Score: Total Time Including Rest
Goal: Under 13 Min
This workout looks "easy" on paper. But if you push the pace on both movements - it will pack QUITE a little punch.
So once again you can choose the way you want to MOVE for the 1 min portion. Jog, Walk, Row, Bike, Low Step Ups, Jump Rope, Taps, or Mtn Climbers will ALL work great.
Since there is rest added into this workout we encourage you to push a bit harder than you normally do for these 1 min intervals.
For the lunges you may do forward, reverse, or walking lunges. Make sure that you alternate feet with each lunge - so for each set of 20 you will do 10 per leg.
Make sure you take a long enough step forward or backward each time that the front heel stays planted when the back knee lightly touches the ground. Keep the chest lifted. Don't allow the front knee to cave in. Drive through the heel to stand completely between reps.
If lunges all of the way down cause issues for you - you may choose to not go as deep or use a counter balance for support.
If you still have issues with lunges you may swap a step up or a light or even unweighted single leg deadlift (alternating legs).
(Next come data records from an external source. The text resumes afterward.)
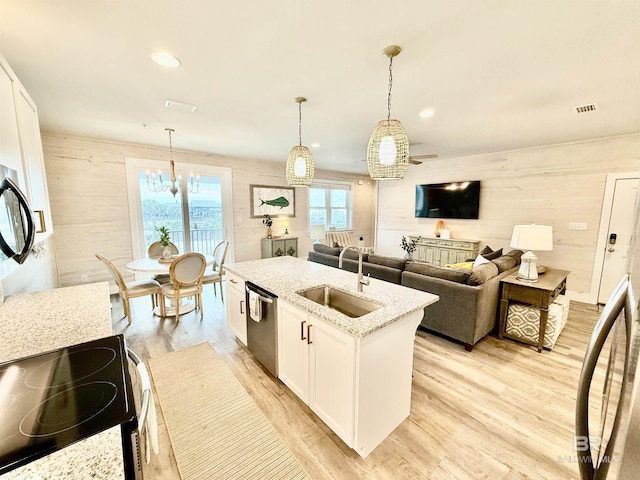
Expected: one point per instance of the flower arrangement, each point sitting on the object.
(409, 246)
(164, 236)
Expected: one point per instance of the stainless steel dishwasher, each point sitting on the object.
(262, 326)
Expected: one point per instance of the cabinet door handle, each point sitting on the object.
(43, 227)
(302, 337)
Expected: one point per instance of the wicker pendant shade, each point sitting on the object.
(388, 147)
(300, 168)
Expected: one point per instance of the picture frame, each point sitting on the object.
(275, 201)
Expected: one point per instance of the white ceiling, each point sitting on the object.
(500, 74)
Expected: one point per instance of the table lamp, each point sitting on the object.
(531, 237)
(317, 233)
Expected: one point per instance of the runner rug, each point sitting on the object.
(215, 428)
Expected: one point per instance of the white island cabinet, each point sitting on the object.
(354, 373)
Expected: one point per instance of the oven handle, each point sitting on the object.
(145, 383)
(260, 297)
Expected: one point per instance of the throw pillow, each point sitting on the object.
(486, 250)
(459, 275)
(322, 248)
(504, 263)
(468, 265)
(479, 261)
(493, 255)
(481, 274)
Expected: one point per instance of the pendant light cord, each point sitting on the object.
(390, 83)
(300, 122)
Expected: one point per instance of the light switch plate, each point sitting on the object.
(577, 226)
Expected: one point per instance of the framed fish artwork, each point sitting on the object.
(275, 201)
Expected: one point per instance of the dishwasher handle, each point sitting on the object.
(260, 297)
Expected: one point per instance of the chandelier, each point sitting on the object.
(299, 168)
(158, 184)
(388, 148)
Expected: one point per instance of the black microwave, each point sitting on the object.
(16, 223)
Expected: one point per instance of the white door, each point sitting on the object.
(293, 350)
(618, 239)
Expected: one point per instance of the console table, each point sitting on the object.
(441, 251)
(277, 247)
(538, 294)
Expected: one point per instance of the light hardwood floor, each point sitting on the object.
(502, 411)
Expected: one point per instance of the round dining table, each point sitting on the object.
(151, 266)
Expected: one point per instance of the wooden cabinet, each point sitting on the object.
(440, 251)
(277, 247)
(317, 362)
(236, 306)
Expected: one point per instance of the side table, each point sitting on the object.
(538, 294)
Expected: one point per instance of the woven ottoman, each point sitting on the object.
(523, 321)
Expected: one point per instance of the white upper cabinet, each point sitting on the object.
(21, 147)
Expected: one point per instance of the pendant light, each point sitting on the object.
(388, 148)
(299, 167)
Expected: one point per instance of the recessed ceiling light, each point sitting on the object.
(427, 113)
(165, 59)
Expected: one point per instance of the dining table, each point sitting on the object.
(147, 267)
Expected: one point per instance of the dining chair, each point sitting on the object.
(215, 276)
(155, 251)
(186, 281)
(128, 290)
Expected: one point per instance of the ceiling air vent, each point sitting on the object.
(592, 107)
(185, 107)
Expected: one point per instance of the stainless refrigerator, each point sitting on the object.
(607, 429)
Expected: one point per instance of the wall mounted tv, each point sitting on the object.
(448, 200)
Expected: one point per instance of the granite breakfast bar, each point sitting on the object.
(353, 372)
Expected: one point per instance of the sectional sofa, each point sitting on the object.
(468, 305)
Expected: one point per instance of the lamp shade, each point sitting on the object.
(316, 232)
(388, 151)
(532, 237)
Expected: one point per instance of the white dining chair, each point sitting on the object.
(186, 273)
(127, 290)
(214, 276)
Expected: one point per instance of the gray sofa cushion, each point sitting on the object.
(458, 275)
(387, 261)
(322, 248)
(482, 273)
(504, 263)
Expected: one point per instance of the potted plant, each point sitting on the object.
(268, 222)
(409, 246)
(165, 241)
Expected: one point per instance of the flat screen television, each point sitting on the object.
(448, 200)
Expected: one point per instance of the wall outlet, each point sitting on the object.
(577, 226)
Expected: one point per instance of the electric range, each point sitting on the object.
(51, 400)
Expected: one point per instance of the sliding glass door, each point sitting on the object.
(198, 217)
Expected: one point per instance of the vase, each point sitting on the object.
(166, 253)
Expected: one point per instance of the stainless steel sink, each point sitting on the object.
(340, 300)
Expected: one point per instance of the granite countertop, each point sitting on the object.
(37, 322)
(284, 276)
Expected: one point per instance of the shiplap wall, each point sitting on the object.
(89, 203)
(550, 185)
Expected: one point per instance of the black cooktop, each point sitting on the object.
(51, 400)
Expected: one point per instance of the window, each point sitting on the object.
(330, 204)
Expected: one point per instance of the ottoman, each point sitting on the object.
(523, 321)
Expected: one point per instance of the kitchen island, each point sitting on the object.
(354, 372)
(33, 323)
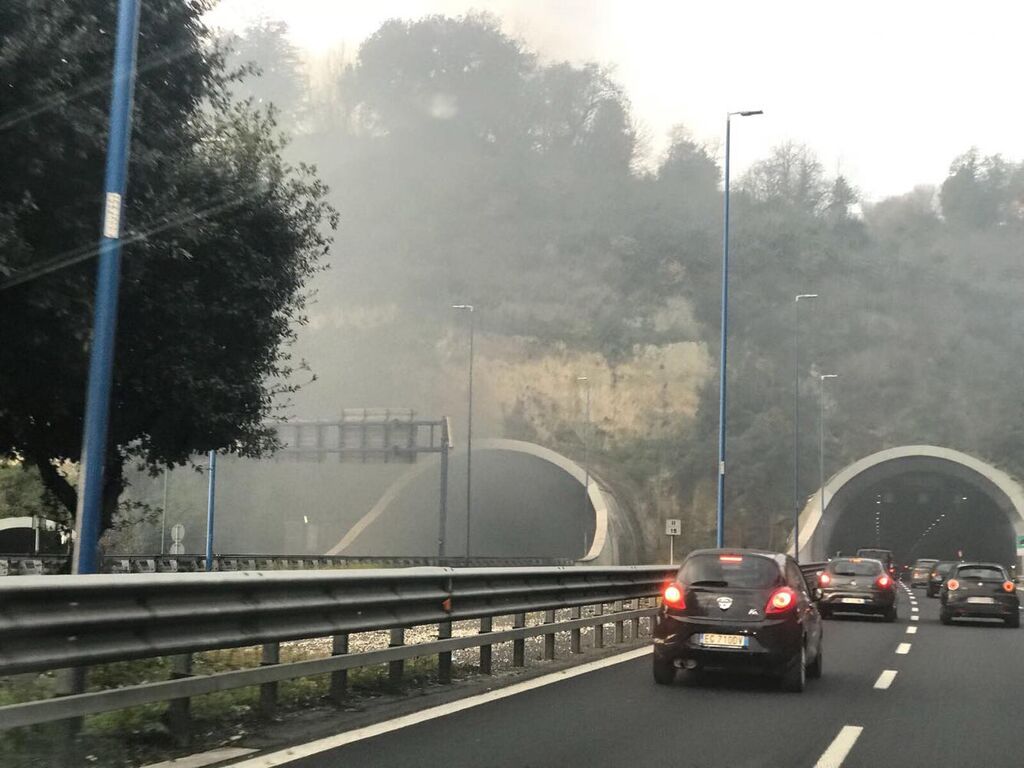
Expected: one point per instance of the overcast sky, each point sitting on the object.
(888, 92)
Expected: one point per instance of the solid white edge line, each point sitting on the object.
(340, 739)
(840, 748)
(885, 679)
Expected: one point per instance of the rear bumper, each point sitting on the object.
(771, 643)
(879, 601)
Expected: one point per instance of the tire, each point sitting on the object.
(814, 671)
(665, 672)
(795, 676)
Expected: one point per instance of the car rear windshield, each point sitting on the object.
(855, 567)
(981, 571)
(730, 570)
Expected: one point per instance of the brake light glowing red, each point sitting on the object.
(780, 601)
(673, 596)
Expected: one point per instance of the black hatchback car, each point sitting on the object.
(979, 590)
(859, 585)
(738, 609)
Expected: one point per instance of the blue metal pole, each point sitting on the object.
(90, 489)
(720, 530)
(211, 498)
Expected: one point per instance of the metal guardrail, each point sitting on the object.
(146, 563)
(49, 623)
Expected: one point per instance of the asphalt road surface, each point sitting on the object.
(908, 693)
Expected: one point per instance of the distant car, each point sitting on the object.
(856, 584)
(885, 555)
(738, 609)
(920, 571)
(980, 590)
(939, 572)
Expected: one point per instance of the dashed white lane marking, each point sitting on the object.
(840, 748)
(885, 679)
(332, 742)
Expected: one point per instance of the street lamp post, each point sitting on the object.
(469, 426)
(720, 537)
(821, 437)
(796, 423)
(586, 462)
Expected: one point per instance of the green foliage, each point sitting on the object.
(222, 236)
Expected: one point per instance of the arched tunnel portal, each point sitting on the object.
(918, 501)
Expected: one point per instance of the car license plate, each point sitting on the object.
(723, 641)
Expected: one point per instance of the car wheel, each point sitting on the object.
(814, 671)
(665, 671)
(795, 676)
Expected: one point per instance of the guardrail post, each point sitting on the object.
(519, 644)
(549, 639)
(178, 716)
(339, 679)
(444, 657)
(268, 691)
(574, 644)
(485, 650)
(70, 682)
(395, 669)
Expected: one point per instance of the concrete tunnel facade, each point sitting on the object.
(541, 479)
(987, 506)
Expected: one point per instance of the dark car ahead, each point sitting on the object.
(979, 590)
(885, 555)
(920, 571)
(859, 585)
(939, 572)
(738, 609)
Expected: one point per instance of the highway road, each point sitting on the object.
(909, 693)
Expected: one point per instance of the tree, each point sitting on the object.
(221, 238)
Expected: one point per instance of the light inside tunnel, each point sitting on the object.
(925, 514)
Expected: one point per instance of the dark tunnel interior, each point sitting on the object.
(925, 514)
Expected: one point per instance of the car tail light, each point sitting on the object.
(673, 596)
(780, 601)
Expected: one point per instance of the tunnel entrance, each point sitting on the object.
(926, 514)
(918, 501)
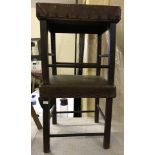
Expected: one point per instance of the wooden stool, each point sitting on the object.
(86, 19)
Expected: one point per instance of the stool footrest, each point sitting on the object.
(75, 111)
(76, 134)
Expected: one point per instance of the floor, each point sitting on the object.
(79, 145)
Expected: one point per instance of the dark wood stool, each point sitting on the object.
(86, 19)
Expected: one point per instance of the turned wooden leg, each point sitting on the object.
(96, 110)
(54, 114)
(107, 129)
(46, 125)
(35, 118)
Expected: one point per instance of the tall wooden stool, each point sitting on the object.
(86, 19)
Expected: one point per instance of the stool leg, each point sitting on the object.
(96, 110)
(54, 114)
(46, 126)
(107, 128)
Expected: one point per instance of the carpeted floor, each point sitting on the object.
(79, 145)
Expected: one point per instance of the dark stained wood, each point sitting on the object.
(76, 134)
(83, 111)
(98, 70)
(46, 125)
(61, 18)
(111, 70)
(44, 50)
(95, 13)
(35, 118)
(107, 128)
(77, 86)
(54, 113)
(78, 65)
(53, 51)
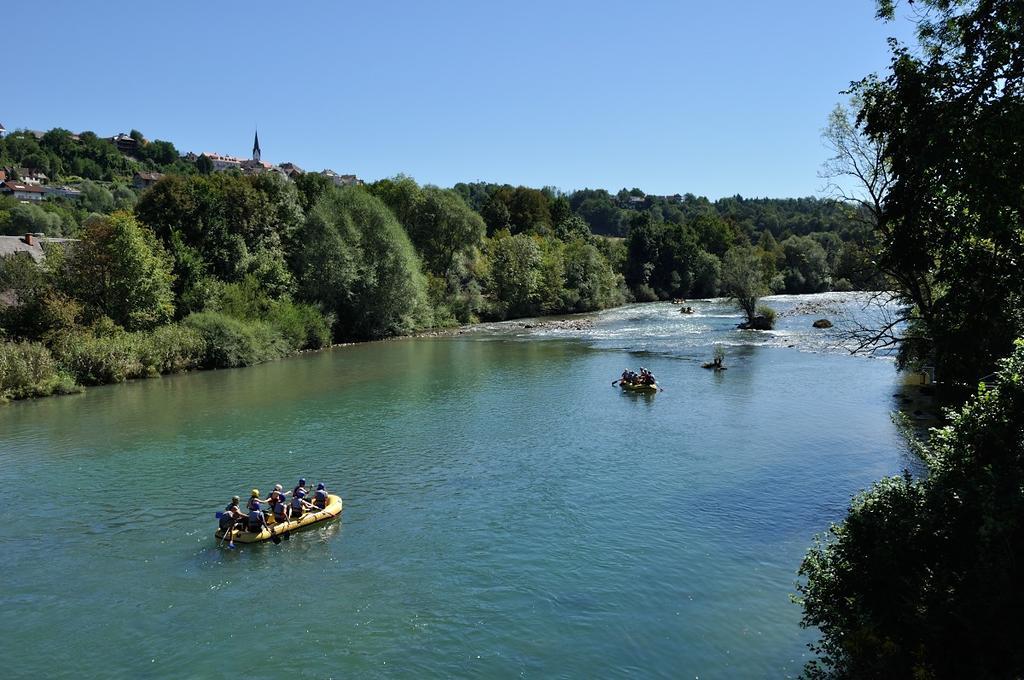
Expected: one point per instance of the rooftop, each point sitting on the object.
(14, 245)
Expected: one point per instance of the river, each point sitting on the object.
(508, 512)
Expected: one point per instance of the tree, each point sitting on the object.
(923, 578)
(743, 281)
(859, 157)
(807, 265)
(515, 273)
(438, 221)
(357, 262)
(120, 270)
(948, 117)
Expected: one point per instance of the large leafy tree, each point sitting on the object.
(743, 279)
(923, 579)
(120, 270)
(356, 262)
(949, 117)
(438, 221)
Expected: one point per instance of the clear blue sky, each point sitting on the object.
(713, 98)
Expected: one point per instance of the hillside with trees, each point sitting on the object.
(226, 268)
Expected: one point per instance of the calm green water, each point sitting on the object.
(507, 511)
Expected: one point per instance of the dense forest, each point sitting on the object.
(206, 269)
(923, 579)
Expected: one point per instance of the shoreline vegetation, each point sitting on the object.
(206, 269)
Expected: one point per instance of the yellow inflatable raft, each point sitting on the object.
(332, 510)
(639, 387)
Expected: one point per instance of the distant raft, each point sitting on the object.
(638, 387)
(333, 509)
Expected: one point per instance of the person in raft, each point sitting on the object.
(254, 501)
(320, 496)
(257, 520)
(280, 508)
(232, 515)
(278, 495)
(300, 504)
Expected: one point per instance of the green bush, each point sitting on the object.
(98, 359)
(302, 326)
(768, 313)
(231, 342)
(171, 349)
(29, 370)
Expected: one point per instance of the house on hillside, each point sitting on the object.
(145, 179)
(31, 244)
(221, 162)
(29, 175)
(23, 192)
(341, 180)
(126, 143)
(61, 192)
(291, 170)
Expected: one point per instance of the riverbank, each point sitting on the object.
(30, 371)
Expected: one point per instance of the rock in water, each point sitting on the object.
(757, 324)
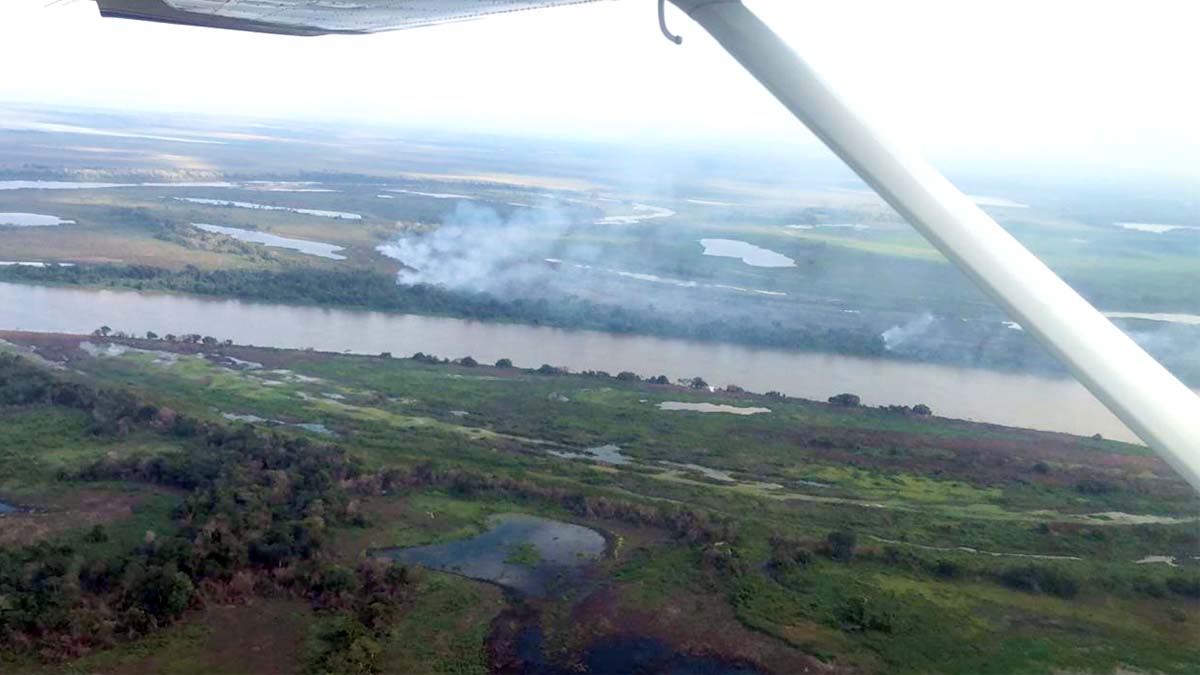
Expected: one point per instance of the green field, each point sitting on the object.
(843, 537)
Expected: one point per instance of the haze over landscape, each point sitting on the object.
(540, 344)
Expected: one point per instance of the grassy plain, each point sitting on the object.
(947, 517)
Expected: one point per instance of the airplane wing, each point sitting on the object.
(316, 17)
(1137, 388)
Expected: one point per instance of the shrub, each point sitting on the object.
(947, 568)
(1187, 585)
(1041, 579)
(841, 544)
(846, 400)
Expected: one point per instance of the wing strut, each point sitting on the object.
(1137, 388)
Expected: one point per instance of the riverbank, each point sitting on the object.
(973, 394)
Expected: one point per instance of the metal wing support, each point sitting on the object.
(1135, 387)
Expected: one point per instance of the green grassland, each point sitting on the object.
(942, 513)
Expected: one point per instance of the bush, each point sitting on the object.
(947, 568)
(846, 400)
(841, 544)
(1187, 585)
(1096, 487)
(1041, 579)
(787, 553)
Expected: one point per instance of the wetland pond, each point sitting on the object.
(525, 553)
(318, 249)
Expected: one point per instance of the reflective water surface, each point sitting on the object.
(1003, 398)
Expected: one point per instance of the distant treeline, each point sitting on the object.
(375, 291)
(257, 518)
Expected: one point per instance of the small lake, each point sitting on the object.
(606, 454)
(268, 208)
(623, 653)
(31, 220)
(749, 254)
(318, 249)
(528, 554)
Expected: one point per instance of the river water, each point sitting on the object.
(1002, 398)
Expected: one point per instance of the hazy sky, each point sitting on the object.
(1080, 81)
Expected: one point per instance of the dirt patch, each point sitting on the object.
(263, 637)
(81, 509)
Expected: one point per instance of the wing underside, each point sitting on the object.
(316, 17)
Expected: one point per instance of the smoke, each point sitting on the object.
(475, 249)
(899, 335)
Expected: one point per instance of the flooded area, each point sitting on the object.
(318, 249)
(642, 213)
(431, 195)
(712, 407)
(606, 454)
(528, 554)
(749, 254)
(619, 653)
(1033, 401)
(228, 203)
(31, 220)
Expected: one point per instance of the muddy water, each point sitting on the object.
(1013, 399)
(502, 555)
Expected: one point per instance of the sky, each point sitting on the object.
(1085, 82)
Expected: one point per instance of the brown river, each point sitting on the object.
(1003, 398)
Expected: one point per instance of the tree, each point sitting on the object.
(846, 400)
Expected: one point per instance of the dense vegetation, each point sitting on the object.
(790, 572)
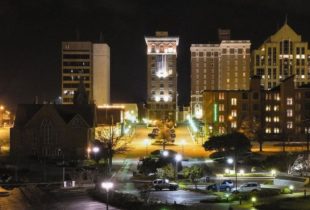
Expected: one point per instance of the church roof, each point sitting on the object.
(25, 112)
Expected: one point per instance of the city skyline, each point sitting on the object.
(32, 38)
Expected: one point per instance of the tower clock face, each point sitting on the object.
(198, 111)
(162, 70)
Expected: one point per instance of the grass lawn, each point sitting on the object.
(288, 204)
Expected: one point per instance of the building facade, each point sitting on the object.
(56, 131)
(281, 113)
(89, 62)
(224, 66)
(282, 55)
(162, 76)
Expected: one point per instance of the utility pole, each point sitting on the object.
(111, 145)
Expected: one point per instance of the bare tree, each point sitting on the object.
(252, 129)
(164, 132)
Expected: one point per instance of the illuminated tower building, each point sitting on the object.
(91, 61)
(224, 66)
(162, 76)
(282, 55)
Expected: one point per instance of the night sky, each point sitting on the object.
(32, 30)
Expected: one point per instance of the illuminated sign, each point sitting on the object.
(215, 112)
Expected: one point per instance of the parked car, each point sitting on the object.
(159, 184)
(152, 135)
(204, 179)
(226, 185)
(248, 187)
(212, 187)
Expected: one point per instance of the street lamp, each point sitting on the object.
(182, 144)
(88, 152)
(253, 199)
(63, 165)
(165, 153)
(95, 151)
(107, 186)
(177, 158)
(232, 161)
(146, 144)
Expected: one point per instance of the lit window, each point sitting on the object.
(268, 130)
(234, 113)
(221, 96)
(221, 130)
(277, 97)
(276, 108)
(289, 112)
(233, 101)
(289, 101)
(221, 107)
(289, 125)
(276, 119)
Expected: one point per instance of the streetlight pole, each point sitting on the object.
(177, 158)
(63, 165)
(107, 186)
(182, 145)
(234, 161)
(146, 143)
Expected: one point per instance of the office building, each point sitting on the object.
(89, 62)
(224, 66)
(162, 76)
(282, 55)
(281, 113)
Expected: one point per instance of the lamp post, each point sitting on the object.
(107, 186)
(165, 153)
(88, 152)
(146, 144)
(95, 151)
(177, 158)
(63, 165)
(234, 161)
(182, 145)
(307, 131)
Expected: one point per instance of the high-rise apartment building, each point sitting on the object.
(88, 62)
(224, 66)
(162, 76)
(281, 112)
(283, 54)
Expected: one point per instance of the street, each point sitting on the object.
(179, 196)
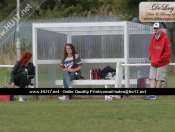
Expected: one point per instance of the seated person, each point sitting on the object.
(23, 67)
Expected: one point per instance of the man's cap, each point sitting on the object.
(157, 25)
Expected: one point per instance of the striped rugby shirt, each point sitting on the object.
(68, 63)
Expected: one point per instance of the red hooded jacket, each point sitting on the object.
(159, 50)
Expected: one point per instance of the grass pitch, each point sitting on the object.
(132, 115)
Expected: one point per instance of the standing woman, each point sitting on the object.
(70, 64)
(23, 67)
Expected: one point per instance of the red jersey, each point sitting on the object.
(159, 50)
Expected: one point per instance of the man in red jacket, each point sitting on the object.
(159, 53)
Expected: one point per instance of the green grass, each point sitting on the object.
(132, 115)
(7, 71)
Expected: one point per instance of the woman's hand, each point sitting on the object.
(12, 85)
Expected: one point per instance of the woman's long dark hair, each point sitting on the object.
(25, 57)
(65, 55)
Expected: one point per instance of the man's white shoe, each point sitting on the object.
(63, 98)
(20, 99)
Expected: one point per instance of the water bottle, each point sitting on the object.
(138, 74)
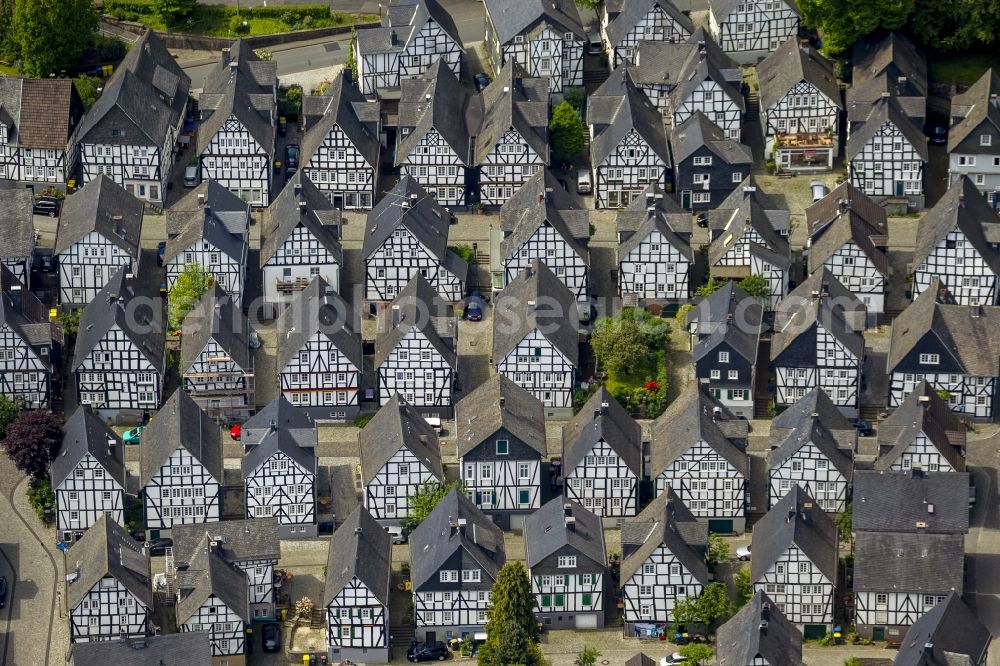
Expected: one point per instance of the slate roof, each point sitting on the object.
(397, 425)
(790, 64)
(945, 631)
(109, 309)
(242, 86)
(898, 501)
(106, 549)
(924, 411)
(236, 540)
(96, 207)
(688, 420)
(796, 520)
(360, 549)
(962, 206)
(968, 334)
(148, 94)
(435, 540)
(180, 423)
(300, 202)
(499, 403)
(618, 107)
(746, 636)
(85, 433)
(207, 575)
(602, 417)
(516, 17)
(545, 532)
(536, 299)
(913, 563)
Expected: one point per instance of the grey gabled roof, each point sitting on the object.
(436, 539)
(516, 17)
(499, 403)
(109, 309)
(97, 207)
(546, 531)
(236, 540)
(84, 433)
(106, 549)
(911, 501)
(180, 423)
(536, 299)
(922, 411)
(300, 203)
(790, 64)
(796, 520)
(360, 549)
(943, 633)
(602, 417)
(759, 629)
(397, 425)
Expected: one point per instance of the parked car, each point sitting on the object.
(435, 651)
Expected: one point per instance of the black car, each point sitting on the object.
(435, 651)
(270, 637)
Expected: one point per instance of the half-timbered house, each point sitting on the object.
(663, 561)
(511, 143)
(546, 38)
(957, 242)
(180, 467)
(626, 25)
(816, 343)
(952, 347)
(800, 106)
(535, 337)
(602, 458)
(416, 350)
(500, 437)
(565, 553)
(455, 554)
(342, 144)
(88, 476)
(236, 139)
(108, 593)
(725, 335)
(749, 29)
(212, 596)
(628, 144)
(358, 581)
(400, 454)
(707, 165)
(38, 120)
(131, 132)
(98, 233)
(119, 358)
(407, 235)
(795, 561)
(848, 236)
(698, 452)
(414, 34)
(320, 354)
(210, 227)
(251, 545)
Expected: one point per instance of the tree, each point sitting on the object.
(511, 628)
(190, 285)
(32, 440)
(567, 132)
(51, 35)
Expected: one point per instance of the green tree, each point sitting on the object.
(51, 35)
(190, 285)
(511, 628)
(567, 133)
RUN/JOG - To avoid the added pressure to the pelvic floor that the impact from running can create, sub: Taps, Row, Bike, Farmer Carry, Sled Push/Drag, Quick Step Ups. If you're postpartum and working towards rehab-ing your core and pelvic floor you can choose from the same subs for pregnancy and/or scaling the distance that you run so that you can focus on your posture, breathing mechanics, and managing the pressure of your or and pelvic floor.
LUNGE/1/2 UP 1/2 DOWN LUNGE - If you have any pubic symphysis pain or SPD focus on keeping your pelvis neutral and your hips level. You could always do lighter weight, smaller step/less range of motion, or step up or forward instead of step back in the lunge lunge. You can also try stepping laterally onto a stack of plates or something instead of stepping back or up, sometimes this helps create some control in managing the position of the pelvis. Feel free to sub a squat or goblet squat for the lunges. Feel free to make this a traditional weighted (farmer carry or front rack position) or unweighted lunge as well.